Erweiterung der Risikoquantifizierung um finanzielle Auswirkungen und deren Simulation
Die Methode erlaubt zudem die Nutzung der gewonnenen Daten für die zukunftsgerichtete Simulation potentieller Risikoszenarien und Risikofolgen von menschenrechtlichen und umweltbezogenen Individuen sowie auf das Unternehmen selbst. Während Ersteres klar im Betrachtungsfokus des LkSG liegt, wird Letzteres im LkSG nicht direkt angesprochen.
Die entwickelte Methodik beinhaltet also über den Betrachtungsfokus des LkSG hinaus eine Basis von zehn möglichen Auswirkungskategorien von Lieferkettenrisiken auf das Unternehmen, die an unternehmens- oder branchenspezifische Besonderheiten angepasst werden können. Diese reichen von unterschiedlichen Kostensteigerungseffekten in den betroffenen Teilen der Lieferkette, Auswirkungen durch kompensierbare und nicht kompensierbare Lieferausfälle, Auswirkungen auf Fremdkapital- und Personalbeschaffung über Reputationsschäden und Auswirkungen auf direkt und peripher betroffene Produkte/Umsätze bis hin zu Bußgeldern für die Nichteinhaltung adäquater Risikomaßnahmen oder Verstöße gegen menschenrechtliche und ökologische Sorgfaltspflichten.
Vorteile eines mathematischen Ansatzes im Risikomanagement
Ein mathematischer, insofern quantifizierbarer Ansatz im Risikomanagement bietet entscheidende Vorteile gegenüber einem qualitativen Ansatz. Während herkömmliche Systeme oft auf subjektiven Einschätzungen und vereinfachten Methoden wie der Ampellogik basieren, ermöglicht die mathematische Risikoquantifizierung eine präzisere und verhältnisskalierte Bewertung der Risiken. Dies reduziert die Subjektivität und schafft eine objektive, datenbasierte Grundlage für Entscheidungen. Zudem erlaubt der mathematische Ansatz eine detaillierte Differenzierung der Risikokategorien und eine dynamische Gewichtung, was die Vergleichbarkeit zwischen Unternehmen und Branchen verbessert und eine flexible Anpassung an branchenspezifische Besonderheiten ermöglicht. Darüber hinaus sind stets vorhandene Lücken oder Ungenauigkeiten in den Ausgangsdaten im mathematisch konsistenten Modell transparent, objektiv nachvollziehbar und stehen damit der systematischen Optimierung offen, während sie im anderen Fall lediglich den Aussagegehalt verwässern beziehungsweise enthaltene Ungenauigkeiten verschleiern.

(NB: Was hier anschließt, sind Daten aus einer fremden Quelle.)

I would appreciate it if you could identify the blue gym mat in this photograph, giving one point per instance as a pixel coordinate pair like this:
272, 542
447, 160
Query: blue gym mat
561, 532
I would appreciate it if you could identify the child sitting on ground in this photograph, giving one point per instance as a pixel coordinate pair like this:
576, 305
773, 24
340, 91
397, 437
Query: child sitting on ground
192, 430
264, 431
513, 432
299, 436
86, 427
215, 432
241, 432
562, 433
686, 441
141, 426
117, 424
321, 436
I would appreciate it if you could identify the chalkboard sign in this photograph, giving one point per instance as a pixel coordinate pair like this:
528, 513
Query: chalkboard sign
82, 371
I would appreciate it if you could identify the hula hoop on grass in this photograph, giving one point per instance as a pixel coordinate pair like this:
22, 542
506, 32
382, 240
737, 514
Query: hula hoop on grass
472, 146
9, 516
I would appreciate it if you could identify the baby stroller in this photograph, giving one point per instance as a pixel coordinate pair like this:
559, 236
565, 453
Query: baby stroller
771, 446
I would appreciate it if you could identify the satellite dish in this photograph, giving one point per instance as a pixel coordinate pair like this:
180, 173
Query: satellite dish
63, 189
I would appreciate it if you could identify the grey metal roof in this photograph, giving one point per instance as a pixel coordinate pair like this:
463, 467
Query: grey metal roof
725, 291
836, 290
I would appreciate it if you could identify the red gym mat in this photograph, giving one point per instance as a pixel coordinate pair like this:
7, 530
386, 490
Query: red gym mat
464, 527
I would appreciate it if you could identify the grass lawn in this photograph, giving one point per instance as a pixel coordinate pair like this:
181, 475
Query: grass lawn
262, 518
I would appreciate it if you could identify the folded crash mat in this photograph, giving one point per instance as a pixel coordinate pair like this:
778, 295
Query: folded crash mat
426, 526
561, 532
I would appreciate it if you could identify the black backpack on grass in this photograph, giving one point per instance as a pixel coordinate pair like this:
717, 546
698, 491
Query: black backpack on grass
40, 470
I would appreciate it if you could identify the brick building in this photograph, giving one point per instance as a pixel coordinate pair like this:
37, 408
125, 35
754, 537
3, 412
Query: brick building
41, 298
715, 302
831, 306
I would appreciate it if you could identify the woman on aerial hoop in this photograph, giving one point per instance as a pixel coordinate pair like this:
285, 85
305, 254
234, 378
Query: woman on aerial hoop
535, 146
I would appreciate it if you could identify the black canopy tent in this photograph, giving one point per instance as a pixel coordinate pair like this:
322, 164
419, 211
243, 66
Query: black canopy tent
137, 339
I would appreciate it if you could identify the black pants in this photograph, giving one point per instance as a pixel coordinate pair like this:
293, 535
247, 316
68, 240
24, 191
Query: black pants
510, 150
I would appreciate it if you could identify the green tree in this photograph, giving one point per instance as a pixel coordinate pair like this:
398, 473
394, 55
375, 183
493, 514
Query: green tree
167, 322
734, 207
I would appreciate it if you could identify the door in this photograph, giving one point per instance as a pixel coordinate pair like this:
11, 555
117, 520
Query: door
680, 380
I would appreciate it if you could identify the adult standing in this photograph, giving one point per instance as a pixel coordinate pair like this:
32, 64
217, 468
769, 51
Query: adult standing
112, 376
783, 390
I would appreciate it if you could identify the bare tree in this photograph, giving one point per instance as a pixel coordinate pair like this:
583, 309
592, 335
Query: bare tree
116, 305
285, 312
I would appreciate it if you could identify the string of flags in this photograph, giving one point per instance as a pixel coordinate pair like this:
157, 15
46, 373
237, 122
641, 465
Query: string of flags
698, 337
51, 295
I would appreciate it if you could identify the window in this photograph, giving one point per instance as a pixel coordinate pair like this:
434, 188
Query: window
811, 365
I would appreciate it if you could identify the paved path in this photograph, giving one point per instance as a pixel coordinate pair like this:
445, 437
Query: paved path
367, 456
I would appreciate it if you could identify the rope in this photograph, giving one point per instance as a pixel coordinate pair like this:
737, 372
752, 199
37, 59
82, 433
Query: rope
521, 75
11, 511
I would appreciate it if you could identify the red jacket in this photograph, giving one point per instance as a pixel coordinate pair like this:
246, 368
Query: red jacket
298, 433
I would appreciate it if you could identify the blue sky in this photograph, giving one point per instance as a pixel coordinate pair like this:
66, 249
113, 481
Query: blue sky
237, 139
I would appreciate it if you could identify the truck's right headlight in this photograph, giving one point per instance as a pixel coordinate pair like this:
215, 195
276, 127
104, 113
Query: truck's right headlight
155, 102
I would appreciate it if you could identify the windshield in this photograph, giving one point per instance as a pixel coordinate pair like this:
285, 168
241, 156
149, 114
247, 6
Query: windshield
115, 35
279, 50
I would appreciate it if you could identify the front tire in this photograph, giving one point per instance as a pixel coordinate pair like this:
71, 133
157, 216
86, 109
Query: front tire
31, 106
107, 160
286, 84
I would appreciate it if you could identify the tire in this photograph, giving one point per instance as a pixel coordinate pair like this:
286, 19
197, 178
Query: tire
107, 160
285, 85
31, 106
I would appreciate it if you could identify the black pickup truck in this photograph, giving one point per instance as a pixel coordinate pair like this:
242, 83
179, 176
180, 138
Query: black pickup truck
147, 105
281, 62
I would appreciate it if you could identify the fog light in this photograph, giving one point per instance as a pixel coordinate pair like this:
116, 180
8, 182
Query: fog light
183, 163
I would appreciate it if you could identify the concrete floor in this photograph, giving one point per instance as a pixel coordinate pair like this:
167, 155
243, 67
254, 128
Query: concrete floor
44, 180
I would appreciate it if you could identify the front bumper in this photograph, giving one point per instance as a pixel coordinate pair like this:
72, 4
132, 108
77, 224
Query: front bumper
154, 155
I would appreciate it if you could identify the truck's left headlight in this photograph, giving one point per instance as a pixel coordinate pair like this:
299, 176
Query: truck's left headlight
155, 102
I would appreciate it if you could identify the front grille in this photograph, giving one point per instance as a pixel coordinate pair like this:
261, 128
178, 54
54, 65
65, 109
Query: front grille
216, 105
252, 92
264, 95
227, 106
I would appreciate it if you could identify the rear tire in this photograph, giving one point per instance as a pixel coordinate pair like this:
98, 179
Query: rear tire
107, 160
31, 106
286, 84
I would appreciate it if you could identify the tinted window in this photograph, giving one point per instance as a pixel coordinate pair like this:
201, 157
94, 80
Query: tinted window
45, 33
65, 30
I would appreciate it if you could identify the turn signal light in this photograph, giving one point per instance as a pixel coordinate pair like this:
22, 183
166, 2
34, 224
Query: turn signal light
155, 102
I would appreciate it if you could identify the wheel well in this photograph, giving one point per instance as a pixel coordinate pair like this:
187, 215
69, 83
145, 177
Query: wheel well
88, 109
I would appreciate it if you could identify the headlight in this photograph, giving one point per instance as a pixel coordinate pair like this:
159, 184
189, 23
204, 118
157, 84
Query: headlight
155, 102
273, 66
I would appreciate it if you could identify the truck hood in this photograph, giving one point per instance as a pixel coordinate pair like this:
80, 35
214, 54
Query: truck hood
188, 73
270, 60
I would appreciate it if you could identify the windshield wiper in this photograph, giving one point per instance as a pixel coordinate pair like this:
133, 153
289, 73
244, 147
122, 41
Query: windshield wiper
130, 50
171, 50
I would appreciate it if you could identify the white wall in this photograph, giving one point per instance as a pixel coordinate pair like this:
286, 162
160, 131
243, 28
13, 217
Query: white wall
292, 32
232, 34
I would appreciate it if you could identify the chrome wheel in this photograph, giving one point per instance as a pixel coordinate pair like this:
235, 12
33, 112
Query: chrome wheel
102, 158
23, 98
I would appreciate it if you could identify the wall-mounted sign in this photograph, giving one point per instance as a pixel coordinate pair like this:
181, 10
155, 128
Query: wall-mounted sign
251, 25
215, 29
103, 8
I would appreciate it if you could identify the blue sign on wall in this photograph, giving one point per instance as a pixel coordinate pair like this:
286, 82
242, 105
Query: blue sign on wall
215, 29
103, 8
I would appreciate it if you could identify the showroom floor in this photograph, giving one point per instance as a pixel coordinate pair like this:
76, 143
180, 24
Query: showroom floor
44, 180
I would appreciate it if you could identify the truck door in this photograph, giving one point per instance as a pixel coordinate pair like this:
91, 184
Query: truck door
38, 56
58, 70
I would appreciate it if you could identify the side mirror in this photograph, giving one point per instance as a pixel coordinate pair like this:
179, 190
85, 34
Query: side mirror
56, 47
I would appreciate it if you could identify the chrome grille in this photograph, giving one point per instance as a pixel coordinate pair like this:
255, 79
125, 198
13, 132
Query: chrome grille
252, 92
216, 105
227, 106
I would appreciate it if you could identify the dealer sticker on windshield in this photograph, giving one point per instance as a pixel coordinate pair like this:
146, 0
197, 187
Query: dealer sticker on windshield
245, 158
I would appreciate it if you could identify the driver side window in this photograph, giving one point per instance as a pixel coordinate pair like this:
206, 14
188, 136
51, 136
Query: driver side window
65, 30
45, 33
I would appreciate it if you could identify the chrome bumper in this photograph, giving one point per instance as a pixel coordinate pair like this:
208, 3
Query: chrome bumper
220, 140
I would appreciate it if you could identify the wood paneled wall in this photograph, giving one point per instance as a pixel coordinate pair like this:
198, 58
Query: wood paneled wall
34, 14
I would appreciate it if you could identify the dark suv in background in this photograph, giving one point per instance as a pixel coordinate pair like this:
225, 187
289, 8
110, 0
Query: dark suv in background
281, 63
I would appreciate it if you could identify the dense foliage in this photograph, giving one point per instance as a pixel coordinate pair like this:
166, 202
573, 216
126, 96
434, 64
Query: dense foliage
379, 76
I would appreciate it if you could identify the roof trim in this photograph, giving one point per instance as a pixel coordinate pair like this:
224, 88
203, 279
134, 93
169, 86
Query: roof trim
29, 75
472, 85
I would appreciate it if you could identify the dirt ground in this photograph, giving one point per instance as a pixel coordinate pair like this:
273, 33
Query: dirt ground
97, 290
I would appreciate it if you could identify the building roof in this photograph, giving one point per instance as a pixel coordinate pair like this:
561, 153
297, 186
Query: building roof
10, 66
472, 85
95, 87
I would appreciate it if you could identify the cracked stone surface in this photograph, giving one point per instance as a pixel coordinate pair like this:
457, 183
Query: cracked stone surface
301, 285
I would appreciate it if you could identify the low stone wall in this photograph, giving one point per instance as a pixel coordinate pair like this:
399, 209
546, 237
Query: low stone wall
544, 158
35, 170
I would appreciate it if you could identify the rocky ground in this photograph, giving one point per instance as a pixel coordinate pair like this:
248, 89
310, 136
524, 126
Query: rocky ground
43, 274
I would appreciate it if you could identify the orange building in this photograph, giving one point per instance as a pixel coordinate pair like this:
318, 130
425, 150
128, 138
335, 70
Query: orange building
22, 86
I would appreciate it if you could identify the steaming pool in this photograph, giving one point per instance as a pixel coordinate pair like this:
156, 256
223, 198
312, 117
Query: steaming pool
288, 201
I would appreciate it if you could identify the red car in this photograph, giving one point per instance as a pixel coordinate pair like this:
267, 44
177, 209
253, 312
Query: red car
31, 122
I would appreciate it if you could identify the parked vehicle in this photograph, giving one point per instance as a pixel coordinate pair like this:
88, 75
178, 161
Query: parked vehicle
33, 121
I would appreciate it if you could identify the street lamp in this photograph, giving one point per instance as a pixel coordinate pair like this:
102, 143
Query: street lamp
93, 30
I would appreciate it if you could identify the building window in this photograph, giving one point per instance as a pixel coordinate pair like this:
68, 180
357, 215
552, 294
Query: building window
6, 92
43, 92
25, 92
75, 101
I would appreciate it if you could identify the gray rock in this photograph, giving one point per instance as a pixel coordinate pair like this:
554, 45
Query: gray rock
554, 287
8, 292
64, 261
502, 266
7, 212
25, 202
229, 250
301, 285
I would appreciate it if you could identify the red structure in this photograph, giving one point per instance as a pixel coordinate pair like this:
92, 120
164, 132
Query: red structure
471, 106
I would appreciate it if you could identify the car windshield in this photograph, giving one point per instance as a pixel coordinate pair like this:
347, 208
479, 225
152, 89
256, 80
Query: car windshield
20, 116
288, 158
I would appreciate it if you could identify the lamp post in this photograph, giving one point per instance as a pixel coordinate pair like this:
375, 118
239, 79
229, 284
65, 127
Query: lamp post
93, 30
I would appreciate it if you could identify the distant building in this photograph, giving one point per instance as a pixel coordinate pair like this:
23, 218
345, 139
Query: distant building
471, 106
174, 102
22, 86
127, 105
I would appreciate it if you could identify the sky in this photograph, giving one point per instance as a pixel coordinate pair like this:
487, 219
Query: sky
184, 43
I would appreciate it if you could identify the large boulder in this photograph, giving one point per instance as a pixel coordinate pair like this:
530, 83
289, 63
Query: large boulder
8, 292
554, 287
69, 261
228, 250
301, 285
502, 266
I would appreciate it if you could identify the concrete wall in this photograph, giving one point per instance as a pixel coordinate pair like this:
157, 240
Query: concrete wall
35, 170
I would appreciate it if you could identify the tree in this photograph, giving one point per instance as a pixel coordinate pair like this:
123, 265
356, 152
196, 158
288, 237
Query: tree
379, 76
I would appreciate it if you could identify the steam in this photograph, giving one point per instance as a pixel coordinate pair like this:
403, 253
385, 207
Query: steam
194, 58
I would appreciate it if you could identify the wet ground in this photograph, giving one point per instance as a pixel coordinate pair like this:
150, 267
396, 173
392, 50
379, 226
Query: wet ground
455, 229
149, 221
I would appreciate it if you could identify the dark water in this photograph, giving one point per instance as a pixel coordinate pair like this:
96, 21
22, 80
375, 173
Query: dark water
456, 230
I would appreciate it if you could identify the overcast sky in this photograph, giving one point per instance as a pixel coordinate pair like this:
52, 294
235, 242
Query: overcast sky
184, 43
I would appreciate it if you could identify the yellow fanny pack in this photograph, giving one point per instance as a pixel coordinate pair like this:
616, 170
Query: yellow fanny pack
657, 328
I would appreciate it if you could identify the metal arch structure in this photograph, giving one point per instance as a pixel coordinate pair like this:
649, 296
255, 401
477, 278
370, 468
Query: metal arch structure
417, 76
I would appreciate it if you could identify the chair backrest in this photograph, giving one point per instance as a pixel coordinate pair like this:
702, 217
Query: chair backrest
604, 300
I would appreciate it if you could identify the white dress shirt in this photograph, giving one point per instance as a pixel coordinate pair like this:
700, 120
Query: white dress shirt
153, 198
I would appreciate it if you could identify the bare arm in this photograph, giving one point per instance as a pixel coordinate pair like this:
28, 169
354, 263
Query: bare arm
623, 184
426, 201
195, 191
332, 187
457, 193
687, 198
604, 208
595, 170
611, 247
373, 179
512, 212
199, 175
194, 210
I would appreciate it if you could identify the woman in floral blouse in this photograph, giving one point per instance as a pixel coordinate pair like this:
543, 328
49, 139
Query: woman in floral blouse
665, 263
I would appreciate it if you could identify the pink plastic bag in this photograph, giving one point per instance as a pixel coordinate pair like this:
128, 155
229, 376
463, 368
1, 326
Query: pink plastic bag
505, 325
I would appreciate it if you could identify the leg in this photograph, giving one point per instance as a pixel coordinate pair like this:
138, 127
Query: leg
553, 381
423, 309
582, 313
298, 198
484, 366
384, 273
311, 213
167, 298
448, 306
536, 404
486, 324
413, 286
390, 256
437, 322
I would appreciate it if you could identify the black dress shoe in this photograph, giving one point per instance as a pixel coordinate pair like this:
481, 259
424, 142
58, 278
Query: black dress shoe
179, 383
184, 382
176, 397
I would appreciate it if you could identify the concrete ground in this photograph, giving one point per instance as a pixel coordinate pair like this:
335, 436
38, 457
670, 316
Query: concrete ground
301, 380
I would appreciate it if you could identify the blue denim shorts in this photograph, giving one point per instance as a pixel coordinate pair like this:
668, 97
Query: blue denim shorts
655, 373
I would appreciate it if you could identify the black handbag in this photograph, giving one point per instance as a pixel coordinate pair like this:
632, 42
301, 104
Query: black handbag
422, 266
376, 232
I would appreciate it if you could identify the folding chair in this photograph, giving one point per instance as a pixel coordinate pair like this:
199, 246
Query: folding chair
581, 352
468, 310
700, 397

Eine klare Methodik auf hohem, quantitativen Skalenniveau führt letztlich zu einer fundierteren und rechtssichereren Risikobewertung.
Zusammenfassung
Die Umsetzung der im Lieferkettensorgfaltspflichtengesetz formulierten Sorgfaltspflichten stellt viele Unternehmen vor Herausforderungen, kann aber auch als Chance für ein besseres Management von menschenrechtlichen und ökologischen Risiken genutzt werden. Der Beitrag stellt eine Methode vor, mit der Risiken für Menschenrechtsverletzungen und negative Umweltauswirkungen innerhalb einer Lieferkette quantifiziert werden können.
Ihre Anwendung erlaubt die konsistente Ableitung von Risikokennzahlen für die Eintrittswahrscheinlichkeit und die potentiellen Auswirkungen von Risiken in Bezug auf einzelne Lieferungen, Lieferanten, Länder, Materialgruppen und die gesamte Lieferkette.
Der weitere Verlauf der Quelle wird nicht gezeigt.